Aaru founder sells skepticism as AI survey pitch
Aaru says simulated populations can beat human surveys, but research and its own tests show limits to AI predictions.
By Daniel Okafor · Business Editor
3 min read
Fortune reported that Aaru, a two-year-old AI startup, is selling companies on simulated survey respondents while its president, Ned Koh, tells prospects to test the results rather than accept them on faith. The pitch, as Koh described it at Fortune’s Brainstorm Tech conference, is that clients should distrust both the company and its model until Aaru can rerun past research against known outcomes.
Koh, 21, cofounded Aaru in March 2024 with Cameron Fink and John Kessler, according to Fortune. Koh was 19 at the time, Fink was 18, and Kessler was 15, Fortune reported.
How Aaru says its model works
Fortune reported that Aaru builds statistically representative groups of thousands of AI agents. Each agent can be assigned characteristics including age, income, ZIP code and gender, and Aaru uses the agents as stand-ins for human survey respondents.
The company builds those agents from data types such as credit-card purchase history, food-delivery orders and demographic records, according to Fortune. Koh said Aaru trains and tests its systems against “outcomes,” including election results and purchase data, rather than relying only on what people say they plan to do.
Fortune reported that Aaru simulated nearly 2 million New Yorkers who voted in the city’s primary mayoral election. The company’s projection came within 2,000 votes of the final count, according to Fortune.
Koh told the conference that Aaru’s sales process is to tell businesses, “Do not trust us. Do not trust our model.” He said he wants potential customers to be skeptical because Aaru asks them to hand over past survey work, then runs its own blind version against the known result.
Why Koh says human surveys fall short
Koh pointed to an EY global wealth study as evidence for Aaru’s method, Fortune reported. EY, an Aaru partner, spent six months surveying 3,600 people in 30 countries, including a question about whether respondents would keep their parents’ wealth manager after their parents died.
In that survey, 82% of respondents said they would keep the adviser, Fortune reported. Koh said real-world retention is closer to 20% to 30%, while Aaru’s simulated respondents answered at about 40% when the company reran the survey blind.

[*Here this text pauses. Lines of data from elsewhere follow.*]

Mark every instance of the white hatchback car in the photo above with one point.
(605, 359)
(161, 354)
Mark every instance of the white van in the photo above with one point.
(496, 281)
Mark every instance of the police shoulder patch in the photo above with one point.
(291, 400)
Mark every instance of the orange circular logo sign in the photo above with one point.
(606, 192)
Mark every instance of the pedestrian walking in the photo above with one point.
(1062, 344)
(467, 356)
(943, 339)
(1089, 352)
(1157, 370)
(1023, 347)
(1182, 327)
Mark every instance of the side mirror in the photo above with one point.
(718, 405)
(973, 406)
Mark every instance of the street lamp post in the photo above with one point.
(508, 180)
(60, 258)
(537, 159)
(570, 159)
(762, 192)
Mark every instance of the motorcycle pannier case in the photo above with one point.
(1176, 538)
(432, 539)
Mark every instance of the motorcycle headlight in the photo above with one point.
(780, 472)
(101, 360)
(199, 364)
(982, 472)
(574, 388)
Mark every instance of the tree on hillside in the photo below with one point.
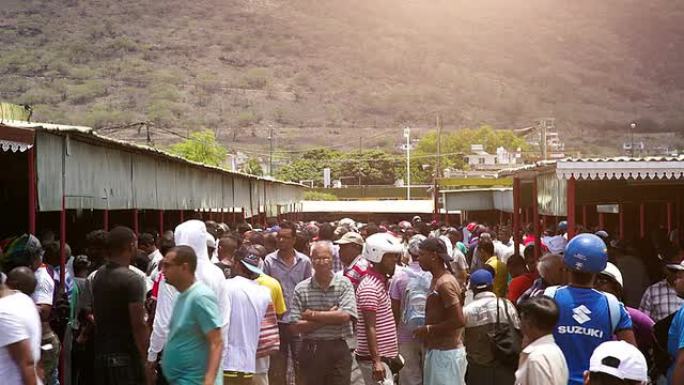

Koh argues that people often misstate or omit information about their own behavior. He cited GLP-1 users as the demographic Aaru is most often asked to survey, saying those users may not tell family members they use the drugs and may also leave that information out of studies.
Fortune listed EY, Accenture, Interpublic Group, McDonald’s, Boston Beer, A24 and Bayer among the companies and backers buying into Aaru’s approach. Koh also said Aaru worked with Spindrift on product innovation before the beverage company launched a still tea drink.
Funding, risks and limits
TechCrunch reported that Aaru raised a Series A round in December led by Redpoint Ventures at a $1 billion headline valuation, while annual recurring revenue was still below $10 million. TechCrunch also reported that the round used a multi-tier structure, with some investors paying less than the headline price, putting the blended valuation below $1 billion.
PitchBook says Aaru has raised roughly $88 million in total. Fortune reported that Koh has not disclosed the company’s architecture or the mechanics behind its claims about reducing partisanship.
A Cornell University-led study published last year found that bot respondents across four large language models gave simplified representations of marginalized groups, portraying them more like outsiders would than like members of those groups would portray themselves. The study attributed that problem largely to AI systems being trained on human data that carries human bias.
Koh said Aaru differs from competitors that train agents on survey data because Aaru trains on behavior, which he described as more objective. Fortune also reported that Aaru has run into limits: attempts to simulate figures such as President Donald Trump and Jerome Powell did not accurately predict outcomes, even with years of public statements available.
This story draws on original reporting from Fortune.